I found that a much better approach for AI assisted refactoring is to have the AI suggest changes instead of running in agent mode. Get it to suggest new structure, which pieces can be extracted, etc., then have it create the scaffolding for the new files, and then lastly do all the copying and fixing manually. Much less hassle. And you don’t run the risk of suddenly getting a new feature you didn’t ask for.
Note to self: add some linkblog functionality.
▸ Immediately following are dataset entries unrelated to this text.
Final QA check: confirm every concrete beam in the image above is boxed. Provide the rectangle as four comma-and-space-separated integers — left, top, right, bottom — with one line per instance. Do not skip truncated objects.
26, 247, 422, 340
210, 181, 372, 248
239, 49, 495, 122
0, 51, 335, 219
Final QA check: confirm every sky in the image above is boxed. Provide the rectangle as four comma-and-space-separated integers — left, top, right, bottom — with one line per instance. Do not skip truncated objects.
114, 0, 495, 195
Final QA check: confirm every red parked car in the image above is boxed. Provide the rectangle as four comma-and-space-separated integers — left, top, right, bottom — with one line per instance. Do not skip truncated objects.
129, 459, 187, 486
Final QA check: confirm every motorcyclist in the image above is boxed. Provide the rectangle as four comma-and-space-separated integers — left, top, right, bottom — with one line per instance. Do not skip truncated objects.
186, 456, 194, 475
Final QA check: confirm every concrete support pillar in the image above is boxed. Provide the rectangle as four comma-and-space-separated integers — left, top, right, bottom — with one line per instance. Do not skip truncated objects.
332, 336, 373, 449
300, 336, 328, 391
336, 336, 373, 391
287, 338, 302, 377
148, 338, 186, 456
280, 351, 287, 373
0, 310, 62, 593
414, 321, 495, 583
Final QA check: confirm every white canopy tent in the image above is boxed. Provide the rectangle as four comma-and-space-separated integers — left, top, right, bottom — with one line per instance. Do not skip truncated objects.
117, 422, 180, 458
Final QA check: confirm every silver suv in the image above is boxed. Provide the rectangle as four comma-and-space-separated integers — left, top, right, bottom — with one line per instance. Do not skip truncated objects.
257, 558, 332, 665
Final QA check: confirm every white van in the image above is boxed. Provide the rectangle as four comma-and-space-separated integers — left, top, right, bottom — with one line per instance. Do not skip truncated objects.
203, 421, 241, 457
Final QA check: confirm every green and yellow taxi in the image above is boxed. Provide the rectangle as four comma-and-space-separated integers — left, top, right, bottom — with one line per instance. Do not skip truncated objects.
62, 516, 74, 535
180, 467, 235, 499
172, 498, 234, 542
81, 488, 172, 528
A simple form with a input field for the link and a free text form for short commentary.
I find a lot of interesting links to articles that would be great to keep in one place for later.
Found this one quite interesting (copy-pasted from https://news.ycombinator.com/item?id=42620446): > [...] all you need to know is velocity. The Y Combinator people call it doing things > that don’t scale. Here is how it works for absolutely anything: > > 1. Get the right tools in place. This is an intrinsic capability set you have to build. > People tend to fail here most frequently and hope some framework or copy/paste of a > library will just do it for them. Don’t be some worthless pretender. Know your shit from > experience so you can execute with confidence. > > 2. Build a solid foundation. This will require a lot of trial and error plus several > rounds of refactoring because you need some idea of the edge cases and where you the > pain points are. You will know it when you have it because it’s highly durable and > requires less of everything compared to the alternatives. A solid foundation isn’t a > thing you sell. It’s your baseline for doing everything else at low cost. > > 3. Create tests. These should be in writing but they don’t have to be. You need a list > of known successes and failures ready to apply at everything new. There are a lot of > whiners that are quick to cry about how something can’t be done. Fuck those guys and > instead try it to know exactly what more it takes to get done. > > 4. Finally, measure things. It is absolutely astonishing that most people cannot do this > at all. It looks amazing when you see it done well and this is ultimately what separates > the adults from the children. This is where velocity comes from because you will know > exactly how much faster you are compared to where you were. If you aren’t intimately > aware of your performance in numbers from a variety of perspectives you aren’t more > special than anyone else. > > People who accomplish hard things are capable of doing those because they didn’t get > stuck. They had the proper tools in place to manipulate their environment, redefine > execution (foundation), objectively determine what works without guessing, and then > know how much to tweak it moving forward. It's perhaps a bit rough, and written from a tech perspective, but I think it makes sense and the principles can be applied to most hard problems.